GlulkAlex/read_from_json.py

## read_from_json.py
#!/usr/bin/env python
# -*- coding: utf-8 -*-

#utf_8 U8, UTF, utf8

"""read_from_json.py:

Example:
of Python's
web scraping
with PyMongo
"""

__author__ = "GlukAlex"

import pymongo
import sys
import json
import requests
#import urllib.request
# AttributeError: 'module' object has no attribute 'request'
#import urllib
# ImportError: No module named 'urllib2'
#import urllib2
"""Note
The 'urllib2' module
has been split across several modules
in Python 3 named
'urllib.request' and
'urllib.error'.
The '2to3 tool' will
automatically adapt `imports`
when converting your sources to Python 3.
"""
"""Note
The 'urllib' module
has been split into parts and
renamed in Python 3 to
'urllib.request',
'urllib.parse', and
'urllib.error'.
The '2to3 tool' will
automatically adapt imports
when converting your sources to Python 3.
Also note that
the 'urllib.request.urlopen()' function
in Python 3 is equivalent to
'urllib2.urlopen()' and that
'urllib.urlopen()' has been removed.
"""

def get_N_Insert_Page_Content(url: str = ""):
    # connect to dataBase
    client = pymongo.MongoClient(
        'mongodb://localhost'
        #'localhost',
        # default port from MongoDB config files
        # for server to listen to
        #27017
    )
    connection = client

    # attach to 'reddit' database
    db = connection.reddit

    # handle to 'stories' collection
    stories = (
        db.stories
    )

    # clear / delete entirly existing collection
    stories.drop()

    # JSON Response Content
    # There’s also
    # a builtin JSON decoder,
    # in case you’re dealing with JSON data:
    #>>> import requests
    #>>> r = requests.get('https://api.github.com/events')
    #>>> r.json()
    # In case
    # the JSON `decoding` fails,
    # 'r.json' raises an exception.
    # For example,
    # if the `response` gets a '204' (No Content), or
    # if the `response` contains `invalid` JSON,
    # attempting 'r.json' raises
    #ValueError: No JSON object could be decoded.

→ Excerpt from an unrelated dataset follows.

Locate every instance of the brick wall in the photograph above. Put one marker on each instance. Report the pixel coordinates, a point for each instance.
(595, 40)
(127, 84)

    # get specified web page
    reddit_page = (
        #"https://www.reddit.com/r/technology/.json"
        "http://localhost:8888/files/PyMongo/reddit_com_technology.json"
    )
    #urllib.request.urlopen(
    #    url,
    #    data=None,
    #    [timeout, ]*,
    #    cafile=None,
    #    capath=None,
    #    cadefault=False,
    #    context=None)
    # Open the URL url,
    # which can be
    # either a string or
    # a Request object.
    page_Content = (
        requests.get(reddit_page)
        # For 'http' and 'https' `urls`,
        # this function returns
        # a 'http.client.HTTPResponse' object
        # which has
        # the following 'HTTPResponse Objects' methods.
        #urllib.request.urlopen(reddit_page)
        #urllib2.urlopen(reddit_page)
        )

    # AttributeError: 'bytes' object has no attribute 'read'
    # DEBUG
    print("""type(page_Content) is: {}""".format(type(page_Content)) )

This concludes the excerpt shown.